Mr B. and Lady Davers argue passionately about Pamela for Lady Davers refuses to acknowledge her as Mr B.'s wife. Mr B. falls in rage and gets angry even with Pamela herself when she seeks him out in the garden to plead for his sister. They are eventually all reconciled. Pamela draws from this incident several lessons which she writes down in her journal as a series of four dozen injunctions to follow in matrimony. Pamela accidentally gets acquainted with young Miss Goodwin, a six or seven year old girl who is the illegitimate daughter of her husband. Mr B. seduced Miss Sally Godfrey, a daughter from a genteel family, who gave birth to the child and left her in custody while she moved to Jamaica where she is now happily married. Pamela immediately likes the child and wishes to bring her up as her own. Pamela makes a highly favourable impression on the neighbouring gentry also in Bedfordshire, which is her new home. Mr B. pays off the debts of Pamela's parents which were left behind by Pamela's two wicked brothers, now both dead. He intends to settle the parents in his Kentish estate and to provide them with stock and annual rent. Pamela intends to make use of her rise to assist the poor and less fortunate than her.
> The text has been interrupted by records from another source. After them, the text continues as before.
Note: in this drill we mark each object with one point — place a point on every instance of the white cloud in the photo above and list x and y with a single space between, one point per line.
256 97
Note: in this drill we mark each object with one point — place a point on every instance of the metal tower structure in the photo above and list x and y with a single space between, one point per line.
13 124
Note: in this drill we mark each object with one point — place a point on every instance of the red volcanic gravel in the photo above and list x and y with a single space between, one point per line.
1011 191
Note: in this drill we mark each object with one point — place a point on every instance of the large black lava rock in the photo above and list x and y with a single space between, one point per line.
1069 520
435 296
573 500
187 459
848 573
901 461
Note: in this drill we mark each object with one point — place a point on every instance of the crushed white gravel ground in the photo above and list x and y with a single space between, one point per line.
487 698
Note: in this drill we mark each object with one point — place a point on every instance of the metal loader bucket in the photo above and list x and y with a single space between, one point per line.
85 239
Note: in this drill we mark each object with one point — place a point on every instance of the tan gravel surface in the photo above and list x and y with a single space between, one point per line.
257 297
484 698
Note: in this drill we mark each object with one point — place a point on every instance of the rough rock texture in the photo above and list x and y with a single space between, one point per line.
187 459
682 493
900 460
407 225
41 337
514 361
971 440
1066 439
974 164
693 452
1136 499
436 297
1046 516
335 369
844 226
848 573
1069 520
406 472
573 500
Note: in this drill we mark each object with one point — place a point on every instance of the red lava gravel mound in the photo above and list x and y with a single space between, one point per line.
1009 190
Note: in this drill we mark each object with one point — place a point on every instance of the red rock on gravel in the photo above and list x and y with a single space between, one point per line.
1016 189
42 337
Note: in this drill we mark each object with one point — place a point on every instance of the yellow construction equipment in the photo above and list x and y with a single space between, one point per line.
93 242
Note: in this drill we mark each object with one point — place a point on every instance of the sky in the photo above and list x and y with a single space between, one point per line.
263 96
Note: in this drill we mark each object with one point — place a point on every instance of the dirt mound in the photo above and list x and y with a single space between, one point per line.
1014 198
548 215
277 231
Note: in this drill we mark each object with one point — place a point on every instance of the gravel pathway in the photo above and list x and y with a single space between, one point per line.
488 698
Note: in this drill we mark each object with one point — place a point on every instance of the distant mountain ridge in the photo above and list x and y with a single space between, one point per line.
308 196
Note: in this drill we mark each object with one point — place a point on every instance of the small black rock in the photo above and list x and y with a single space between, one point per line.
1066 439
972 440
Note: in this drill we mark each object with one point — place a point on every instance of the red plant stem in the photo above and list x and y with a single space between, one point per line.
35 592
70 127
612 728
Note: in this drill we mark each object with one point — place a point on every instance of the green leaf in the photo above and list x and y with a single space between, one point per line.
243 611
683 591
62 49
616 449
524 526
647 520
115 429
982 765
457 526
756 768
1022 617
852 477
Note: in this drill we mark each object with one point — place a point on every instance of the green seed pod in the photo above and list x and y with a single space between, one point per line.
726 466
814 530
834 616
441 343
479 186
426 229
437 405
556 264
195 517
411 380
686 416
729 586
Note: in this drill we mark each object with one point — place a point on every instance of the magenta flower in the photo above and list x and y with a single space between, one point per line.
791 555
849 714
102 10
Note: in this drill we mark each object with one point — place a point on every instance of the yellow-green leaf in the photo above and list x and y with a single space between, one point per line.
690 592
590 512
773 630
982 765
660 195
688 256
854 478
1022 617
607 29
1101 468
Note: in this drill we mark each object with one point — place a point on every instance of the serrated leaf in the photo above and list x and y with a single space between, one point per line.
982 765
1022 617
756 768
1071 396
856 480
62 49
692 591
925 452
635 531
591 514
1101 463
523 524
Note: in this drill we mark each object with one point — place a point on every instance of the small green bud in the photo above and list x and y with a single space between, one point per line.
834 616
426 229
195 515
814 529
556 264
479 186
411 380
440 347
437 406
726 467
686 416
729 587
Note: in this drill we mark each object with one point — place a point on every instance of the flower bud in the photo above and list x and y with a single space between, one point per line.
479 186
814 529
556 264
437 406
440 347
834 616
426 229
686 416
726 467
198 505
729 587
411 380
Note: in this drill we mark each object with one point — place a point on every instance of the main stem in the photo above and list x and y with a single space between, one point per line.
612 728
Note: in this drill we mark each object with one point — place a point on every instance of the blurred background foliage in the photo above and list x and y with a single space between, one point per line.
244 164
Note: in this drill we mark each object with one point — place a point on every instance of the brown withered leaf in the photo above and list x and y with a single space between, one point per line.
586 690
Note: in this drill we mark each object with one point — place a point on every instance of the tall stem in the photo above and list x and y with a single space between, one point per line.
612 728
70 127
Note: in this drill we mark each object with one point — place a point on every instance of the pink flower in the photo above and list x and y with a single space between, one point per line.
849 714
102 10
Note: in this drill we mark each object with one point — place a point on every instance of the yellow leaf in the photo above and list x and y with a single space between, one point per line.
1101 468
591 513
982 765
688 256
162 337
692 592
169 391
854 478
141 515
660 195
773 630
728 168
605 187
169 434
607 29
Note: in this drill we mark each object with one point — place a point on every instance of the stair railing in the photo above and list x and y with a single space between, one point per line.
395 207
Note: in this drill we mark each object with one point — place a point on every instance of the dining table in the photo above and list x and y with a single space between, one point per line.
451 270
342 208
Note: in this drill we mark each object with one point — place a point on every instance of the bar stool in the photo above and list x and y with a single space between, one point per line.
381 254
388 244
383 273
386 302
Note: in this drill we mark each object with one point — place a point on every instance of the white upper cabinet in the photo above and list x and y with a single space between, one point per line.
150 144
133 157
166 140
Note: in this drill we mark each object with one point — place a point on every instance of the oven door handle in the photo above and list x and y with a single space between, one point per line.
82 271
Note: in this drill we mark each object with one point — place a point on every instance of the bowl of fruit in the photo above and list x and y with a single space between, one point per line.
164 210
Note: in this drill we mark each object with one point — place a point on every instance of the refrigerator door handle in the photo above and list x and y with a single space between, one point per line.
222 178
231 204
Pamela's letters come to an end. The editor briefly concludes her story and draws moral lessons. Pamela made a charming wife to her reformed husband and they brought up a number of children. Young Miss Goodwin came to live with them and was herself married to a virtuous man of fortune. Pamela continued to serve as the best example of Christian morality to all of her neighbours.

 

Analysis

Pamela starts rather as passive victim. At the beginning of her master's approaches, she does little more than crying, curtsying, and fainting. Later during her constraint, she defends her innocence with such eloquence and carefully constructed arguments that would be fitting more to a priest than to a sixteen-year-old girl servant. She writes verses, sings hymns whose words she adapted to her situation, she tries to move the conscience of her persecutors. After her marriage, she becomes a true model of Christian morality by not forgetting her humble position, continuing her virtuous life, and serving as an example to others.

Pamela is perfection personified. She does not have a single flaw, not even an innocent one. When she writes to her parents, it is not idle occupation but observing her duty and finding pleasure in it. When she watches herself in the mirror in her new clothes, it is not to admire her beauty but to be grateful that the modest dress makes her look fitter to her humble position. When she indulges in reading, it is not to divert but to instruct herself.

Pamela manifests all the virtues of Christian morality. She is dutiful to her parents and loves them second only to God. She shows Christian forbearance and is ready to forgive all who wronged her, however great their guilt. She values her life as a gift provided to her by God which she has no right to terminate and relies on divine Providence to deliver her. She loves even her enemies and keeps on praying for them and wishing them well. She is a model of Christian charity, she gives most of the money she gets away to the poor. She perceives all of her difficulties as trials by which God tests her worthiness.

Pamela's example of virtuousness makes others take delight in being virtuous themselves. She wins affection wherever she goes, she reforms the rake of her husband who ends up intent on imitating Pamela's virtuousness himself. Pamela makes a bridge between the rich and the poor not only by being a waiting-maid who married her master but also by relieving the suffering of the poor by her continuing charity after she rises to the position of wealth and status. She removes her husband's pride of aristocratic condition by convincing him in herself that it is not birth or appearance but rather personal qualities that make one a person of merit.

Basics

  • Author

    Samuel Richardson. (1689 - 1761).
  • Full Title

    Pamela; or, Virtue Rewarded
  • First Published

    London: C. Rivington and J. Osborn, 1740.
  • Form

    Epistolary novel.

Works Cited

Richardson, Samuel. Pamela. 1740. Boston: Houghton Mifflin, 1971.